In particular, I want the team to make notes on their incident investigations. There are a multitude of reasons for this, such as allowing other engineers to review and continue the work if necessary and allowing the notes to be reviewed retrospectively if similar incidents occur in future.

My first and default method for getting the engineers to follow this practise was to tell the team quite simply what my expectations were and that we should be doing with respect to taking notes. This was enough for one of the team of 5 to take it all on board and start working as expected.

I then worked through some problems and showed how this could be of benefit. No further engineers were swayed to this new way of working.

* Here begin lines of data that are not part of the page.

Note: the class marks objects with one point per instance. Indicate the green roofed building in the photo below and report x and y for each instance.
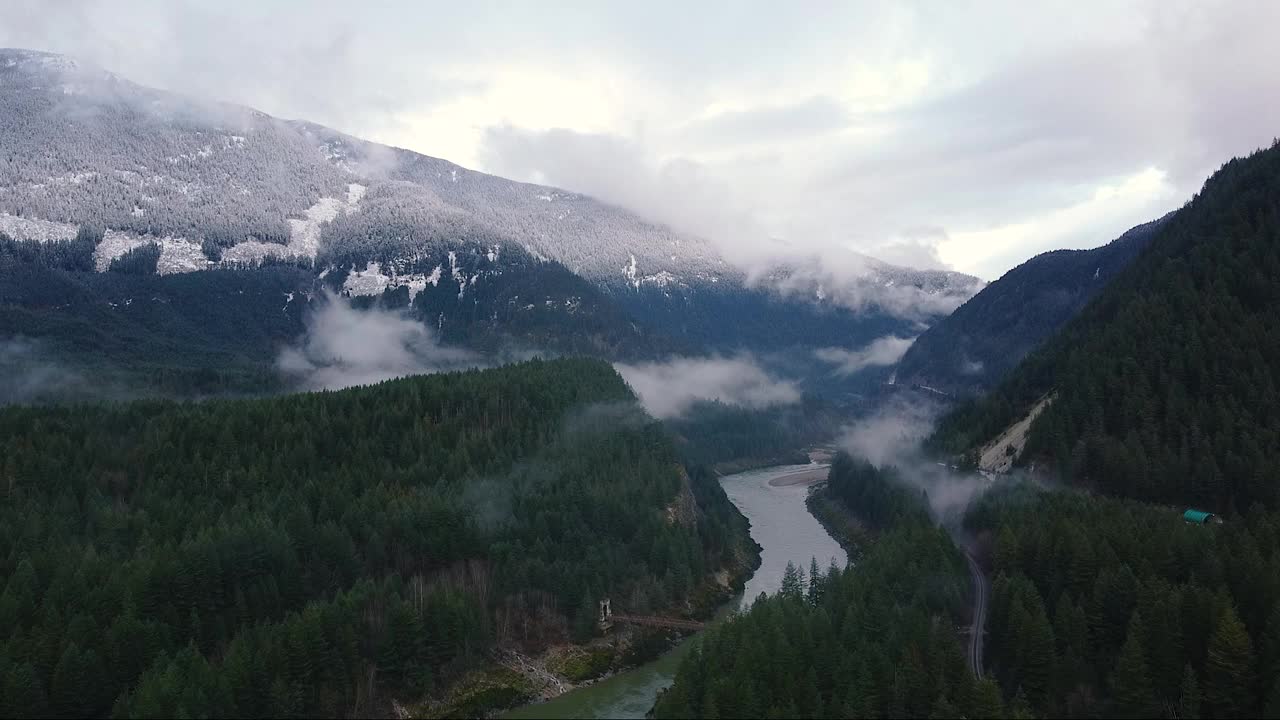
(1197, 516)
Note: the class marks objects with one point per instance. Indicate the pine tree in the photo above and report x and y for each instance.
(1037, 656)
(986, 701)
(1130, 683)
(792, 582)
(1188, 696)
(1229, 669)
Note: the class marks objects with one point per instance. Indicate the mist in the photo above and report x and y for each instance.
(670, 388)
(344, 346)
(878, 352)
(30, 374)
(892, 437)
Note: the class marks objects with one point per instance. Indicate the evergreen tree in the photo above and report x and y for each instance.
(1189, 696)
(1229, 669)
(1130, 683)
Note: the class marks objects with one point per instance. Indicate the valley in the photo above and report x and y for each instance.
(791, 367)
(786, 533)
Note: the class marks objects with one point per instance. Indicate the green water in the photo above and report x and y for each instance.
(786, 532)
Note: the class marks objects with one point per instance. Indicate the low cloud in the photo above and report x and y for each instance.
(882, 351)
(28, 374)
(346, 347)
(892, 437)
(667, 390)
(894, 433)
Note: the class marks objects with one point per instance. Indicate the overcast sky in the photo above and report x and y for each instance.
(967, 135)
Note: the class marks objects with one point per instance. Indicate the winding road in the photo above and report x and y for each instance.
(979, 615)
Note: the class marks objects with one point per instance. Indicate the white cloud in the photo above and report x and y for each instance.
(1001, 127)
(670, 388)
(344, 346)
(880, 352)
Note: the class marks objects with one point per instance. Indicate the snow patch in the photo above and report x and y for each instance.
(32, 228)
(304, 233)
(370, 281)
(374, 279)
(630, 272)
(177, 254)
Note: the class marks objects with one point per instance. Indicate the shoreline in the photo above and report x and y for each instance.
(805, 477)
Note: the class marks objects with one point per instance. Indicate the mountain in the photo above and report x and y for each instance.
(216, 186)
(1168, 384)
(972, 349)
(328, 554)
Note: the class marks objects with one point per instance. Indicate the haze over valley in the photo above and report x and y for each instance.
(880, 360)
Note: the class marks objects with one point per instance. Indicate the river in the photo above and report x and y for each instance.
(786, 532)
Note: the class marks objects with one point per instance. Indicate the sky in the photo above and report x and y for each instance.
(959, 135)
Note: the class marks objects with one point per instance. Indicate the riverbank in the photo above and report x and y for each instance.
(837, 520)
(803, 477)
(780, 527)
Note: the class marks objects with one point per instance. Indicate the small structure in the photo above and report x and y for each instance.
(1197, 516)
(606, 615)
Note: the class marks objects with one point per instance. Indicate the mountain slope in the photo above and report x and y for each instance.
(222, 186)
(1168, 384)
(972, 349)
(325, 554)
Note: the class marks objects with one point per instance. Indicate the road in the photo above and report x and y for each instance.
(979, 615)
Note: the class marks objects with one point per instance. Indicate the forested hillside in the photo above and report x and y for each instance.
(972, 349)
(874, 641)
(220, 331)
(1168, 384)
(323, 554)
(1115, 609)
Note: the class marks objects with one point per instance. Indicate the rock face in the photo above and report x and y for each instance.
(970, 350)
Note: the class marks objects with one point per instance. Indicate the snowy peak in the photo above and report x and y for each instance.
(860, 282)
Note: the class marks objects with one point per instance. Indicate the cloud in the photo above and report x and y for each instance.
(344, 347)
(848, 127)
(881, 351)
(667, 390)
(30, 374)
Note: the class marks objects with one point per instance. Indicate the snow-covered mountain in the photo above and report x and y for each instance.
(145, 178)
(223, 183)
(218, 183)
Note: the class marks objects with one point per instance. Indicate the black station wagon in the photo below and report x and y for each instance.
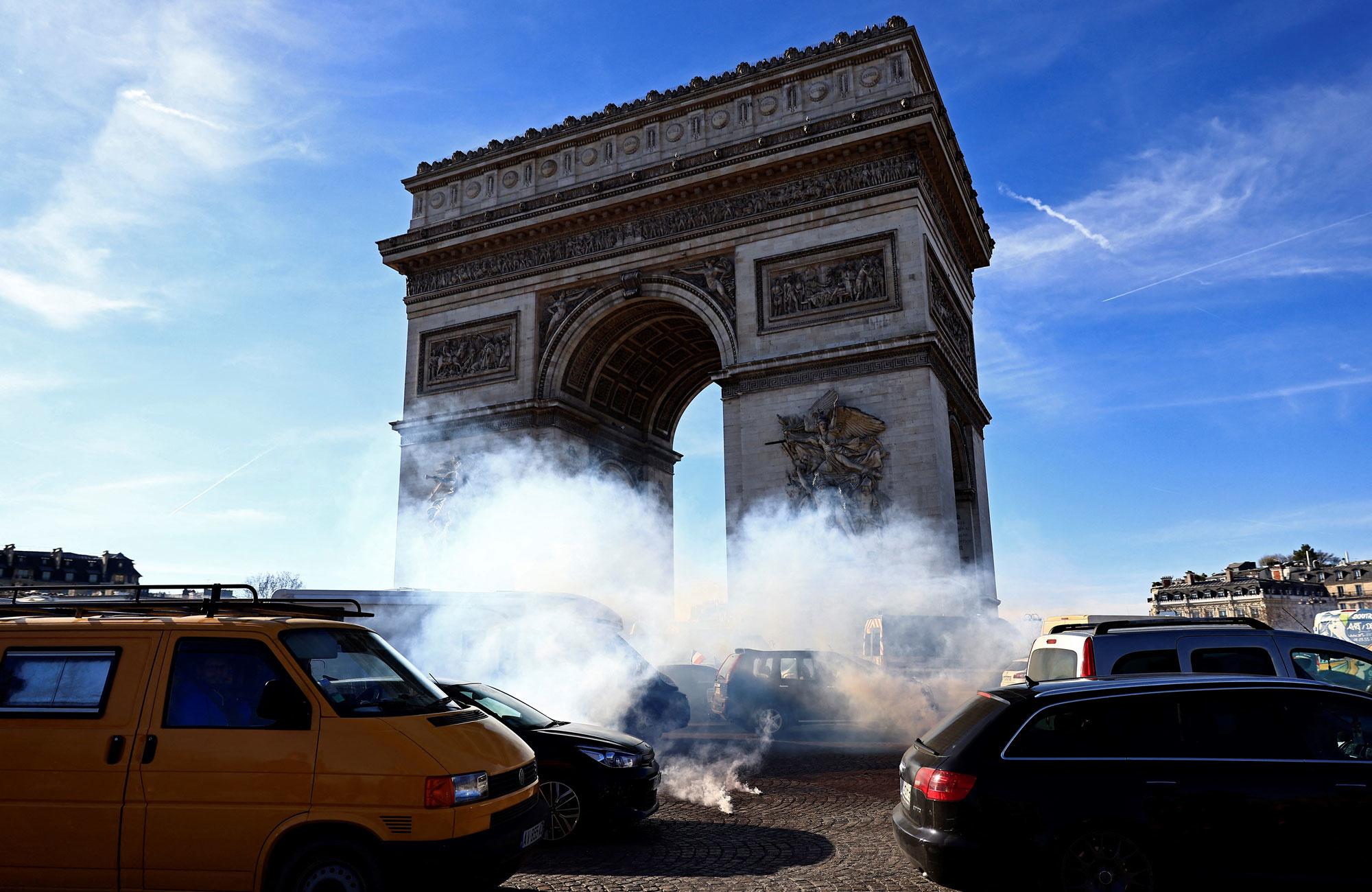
(1142, 783)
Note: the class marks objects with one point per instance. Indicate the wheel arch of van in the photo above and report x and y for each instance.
(301, 831)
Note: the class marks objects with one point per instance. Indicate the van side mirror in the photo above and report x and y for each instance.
(285, 706)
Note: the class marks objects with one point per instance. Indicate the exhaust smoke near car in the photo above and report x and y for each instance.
(525, 519)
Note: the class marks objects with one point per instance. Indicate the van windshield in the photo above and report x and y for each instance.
(363, 676)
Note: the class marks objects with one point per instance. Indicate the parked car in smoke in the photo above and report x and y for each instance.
(591, 777)
(1233, 646)
(698, 683)
(1086, 784)
(526, 639)
(770, 691)
(259, 744)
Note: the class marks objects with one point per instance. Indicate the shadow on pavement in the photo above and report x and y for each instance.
(684, 849)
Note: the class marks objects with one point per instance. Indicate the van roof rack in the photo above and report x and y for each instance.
(1126, 625)
(219, 600)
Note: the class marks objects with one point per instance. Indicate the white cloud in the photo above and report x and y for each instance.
(145, 113)
(1075, 224)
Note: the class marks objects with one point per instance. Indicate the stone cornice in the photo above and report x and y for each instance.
(705, 90)
(731, 211)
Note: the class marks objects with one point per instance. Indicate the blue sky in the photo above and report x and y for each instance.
(189, 281)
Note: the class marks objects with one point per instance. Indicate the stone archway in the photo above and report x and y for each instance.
(802, 233)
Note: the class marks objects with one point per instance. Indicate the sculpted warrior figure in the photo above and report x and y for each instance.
(836, 459)
(447, 482)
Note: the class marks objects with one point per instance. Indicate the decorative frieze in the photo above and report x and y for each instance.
(828, 283)
(469, 355)
(949, 319)
(733, 211)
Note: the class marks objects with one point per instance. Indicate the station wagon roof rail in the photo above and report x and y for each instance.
(1161, 622)
(219, 599)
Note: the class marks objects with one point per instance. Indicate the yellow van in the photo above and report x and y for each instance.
(242, 744)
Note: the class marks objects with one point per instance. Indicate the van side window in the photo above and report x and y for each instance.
(1333, 669)
(219, 683)
(1050, 664)
(1146, 662)
(1234, 662)
(58, 683)
(1338, 729)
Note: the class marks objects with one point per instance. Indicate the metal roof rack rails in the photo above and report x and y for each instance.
(141, 600)
(1124, 625)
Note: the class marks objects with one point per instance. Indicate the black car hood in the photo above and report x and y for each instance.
(593, 735)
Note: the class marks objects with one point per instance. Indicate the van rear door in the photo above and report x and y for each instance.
(69, 713)
(217, 777)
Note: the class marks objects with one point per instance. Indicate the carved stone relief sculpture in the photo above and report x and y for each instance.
(463, 356)
(828, 282)
(836, 462)
(448, 478)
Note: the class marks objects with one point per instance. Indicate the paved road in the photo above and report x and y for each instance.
(820, 823)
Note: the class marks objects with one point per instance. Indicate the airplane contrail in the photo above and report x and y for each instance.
(224, 478)
(1238, 256)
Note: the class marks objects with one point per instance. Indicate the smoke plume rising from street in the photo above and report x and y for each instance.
(522, 521)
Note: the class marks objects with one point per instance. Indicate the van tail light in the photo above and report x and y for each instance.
(438, 793)
(1089, 659)
(943, 787)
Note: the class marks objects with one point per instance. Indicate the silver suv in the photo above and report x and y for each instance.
(1235, 646)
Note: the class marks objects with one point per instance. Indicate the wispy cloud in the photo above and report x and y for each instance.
(160, 102)
(197, 497)
(1275, 393)
(1271, 245)
(1056, 215)
(146, 101)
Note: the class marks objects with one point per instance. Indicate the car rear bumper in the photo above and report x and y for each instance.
(947, 860)
(422, 862)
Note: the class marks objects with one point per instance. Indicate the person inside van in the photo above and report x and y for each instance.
(205, 694)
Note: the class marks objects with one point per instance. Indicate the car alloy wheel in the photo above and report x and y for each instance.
(334, 878)
(769, 721)
(1107, 862)
(565, 810)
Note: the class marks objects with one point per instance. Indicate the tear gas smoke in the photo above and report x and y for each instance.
(526, 521)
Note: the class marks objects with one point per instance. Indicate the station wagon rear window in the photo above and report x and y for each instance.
(57, 681)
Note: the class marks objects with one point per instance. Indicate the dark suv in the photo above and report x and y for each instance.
(769, 691)
(1142, 783)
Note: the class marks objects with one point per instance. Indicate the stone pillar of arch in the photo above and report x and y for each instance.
(801, 231)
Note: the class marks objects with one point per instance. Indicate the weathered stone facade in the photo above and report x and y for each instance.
(796, 227)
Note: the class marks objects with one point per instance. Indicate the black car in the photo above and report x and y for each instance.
(1141, 783)
(770, 691)
(591, 777)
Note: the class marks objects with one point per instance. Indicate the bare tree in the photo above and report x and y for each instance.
(267, 584)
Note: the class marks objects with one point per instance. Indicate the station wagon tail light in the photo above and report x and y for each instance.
(455, 790)
(1089, 659)
(943, 787)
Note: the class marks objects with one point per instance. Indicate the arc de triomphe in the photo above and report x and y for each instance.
(802, 231)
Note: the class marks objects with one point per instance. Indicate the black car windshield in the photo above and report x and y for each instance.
(363, 676)
(512, 712)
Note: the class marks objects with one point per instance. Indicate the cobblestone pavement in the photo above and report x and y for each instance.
(823, 821)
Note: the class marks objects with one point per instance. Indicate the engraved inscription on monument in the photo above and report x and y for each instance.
(463, 356)
(833, 282)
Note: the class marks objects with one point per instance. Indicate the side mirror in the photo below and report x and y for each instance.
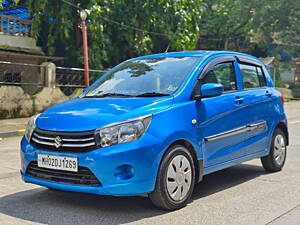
(210, 90)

The next step was to organise a "training". In this, I invited the users of the Operations teams - project manager, developers and others who would be using the services of the Operations team. I asked them to tell me what they thought would make a great Operations team. They came up with suggestions like "knowledge sharing in the team", "clear idea of where an investigation is and the process". I then went through how I would investigate a problem using this note taking working practise and how this satisfied their requirements. Almost all the users liked what they saw and approved.

The training had an interesting affect - one of the engineers requested to change teams soon afterwards, leaving a team of 4. The others became more convinced of the usefulness, but after an initial stab at trying the new method, soon reverted to their old ways.

After a major incident, a retrospective was held and some of the same themes re-emerged: the need to knowledge share, the need for more logging/notes on the investigation. These themes came from the team members themselves, yet still behaviours have not changed and the working practises have not been adopted.

During and after other incidents, users have sent emails relating to these same points and themes. The team members have seen these mails, yet still continue to work in the same way.

Changing working practises and creating a working environment where this is possible has now become the major and most fundamental issue. Everything else, such as what kind of things are "best practise" or IT Service processes, is a secondary issue.